[:de]Weihnachtsgrüße aus der Ferne…

Hallo liebe Leser!

Ein weiteres Mal melden wir zwei, Rahel und Clara, uns aus Bolivien, um euch noch einen etwas tieferen Einblick in das Leben an unserer Einsatzstelle in Cochabamba zu geben.

Von Langeweile kann man hier echt nicht sprechen – ständig wird in irgendeinem Stadtteil oder Ort gefeiert. Meistens sind es Schutzpatronen oder andere Heilige, die an mehreren Tagen in Folge durch riesige Straßenfeste geehrt werden. Wir haben bisher drei solcher Feste besucht und dabei vor allem eine große Gemeinsamkeit festgestellt: Es wird getanzt, und zwar nicht zu knapp! Meist wird zur Eröffnung eine „entrada“, ein großer Umzug, veranstaltet, der sich aus verschiedensten Tanzgruppen zusammensetzt und dann stundenlang durch die Straßen zieht.

Da findet man zwischen Tänzern und Tänzerinnen jeden Alters, die mal mit mehr, mal mit weniger viel buntem und glitzerndem Stoff bedeckt sind, manchmal Figuren und Masken, die man so ohne Weiteres auch in Weingarten am Fasnetssonntag hätte antreffen können.
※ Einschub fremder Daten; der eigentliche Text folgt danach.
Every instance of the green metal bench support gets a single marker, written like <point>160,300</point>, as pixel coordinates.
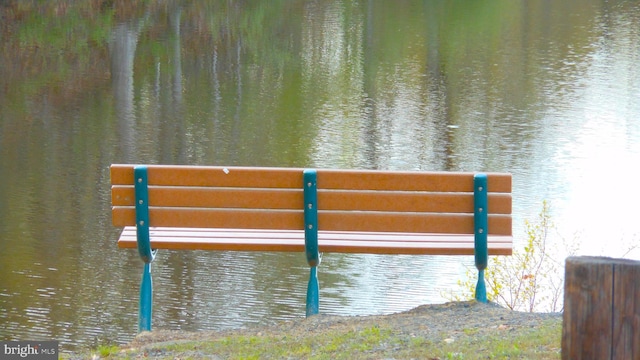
<point>144,247</point>
<point>309,178</point>
<point>480,220</point>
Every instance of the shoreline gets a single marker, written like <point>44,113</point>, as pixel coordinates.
<point>464,329</point>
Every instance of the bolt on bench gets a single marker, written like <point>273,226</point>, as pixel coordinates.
<point>311,211</point>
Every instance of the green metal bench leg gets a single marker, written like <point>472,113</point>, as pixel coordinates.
<point>313,293</point>
<point>146,296</point>
<point>144,247</point>
<point>311,239</point>
<point>481,225</point>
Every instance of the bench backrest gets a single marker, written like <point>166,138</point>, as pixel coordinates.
<point>348,200</point>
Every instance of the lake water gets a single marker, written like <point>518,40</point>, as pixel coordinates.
<point>548,91</point>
Während bei manchen, dem Stepptanz ähnlichen Tänzen die Füße im Vordergrund stehen (zum Beispiel „Salay“ oder „Chacarera“), ist bei anderen voller Körpereinsatz gefragt (siehe „Tinku“, unser persönlicher Favorit).

Tanzen ist hier schon ab dem Kindergartenalter grundsätzlich ein großes Thema und es gibt kaum einen, der nicht zumindest die Grundschritte der wichtigsten Tänze beherrscht. Beispielsweise haben wir Mitte November eine große Schulvorführung besucht, bei der die Kinder aus dem Projekt, und zwar ganz egal ob Kindergartenkinder oder Oberstüfler, einen Beitrag leisteten, darunter eben auch jede Menge traditioneller Tänze (einer davon involvierte auch verschiedenste Haustiere, die für die Dauer der Vorstellung in Käfigen auf den Rücken der Kinder ausharren mussten).

Und – wer hätte es gedacht – natürlich müssen auch wir hin und wieder ran. Erst neulich fand etwa zu Ehren der Maria de Guadalupe, der Schutzpatronin der Kapelle von Piñami Chico, ein Fest statt und die Jugendgruppe Mink’As, die sich größtenteils aus Projektteilnehmern zusammensetzt, hat zu diesem Anlass alle Kinder aus dem „Barrio“ eingeladen, den Tanz der Afro-Bolivianer, die „Saya“, einzustudieren. Wir waren natürlich ganz vorne mit dabei und nach zwei Wochen des täglichen Probens und einem Samstag in Rock und Riemen-Sandälchen waren wir nicht nur um eine große Auswahl an erlernten Tanzschritten, sondern auch um die ein oder andere Blase an den Füßen reicher.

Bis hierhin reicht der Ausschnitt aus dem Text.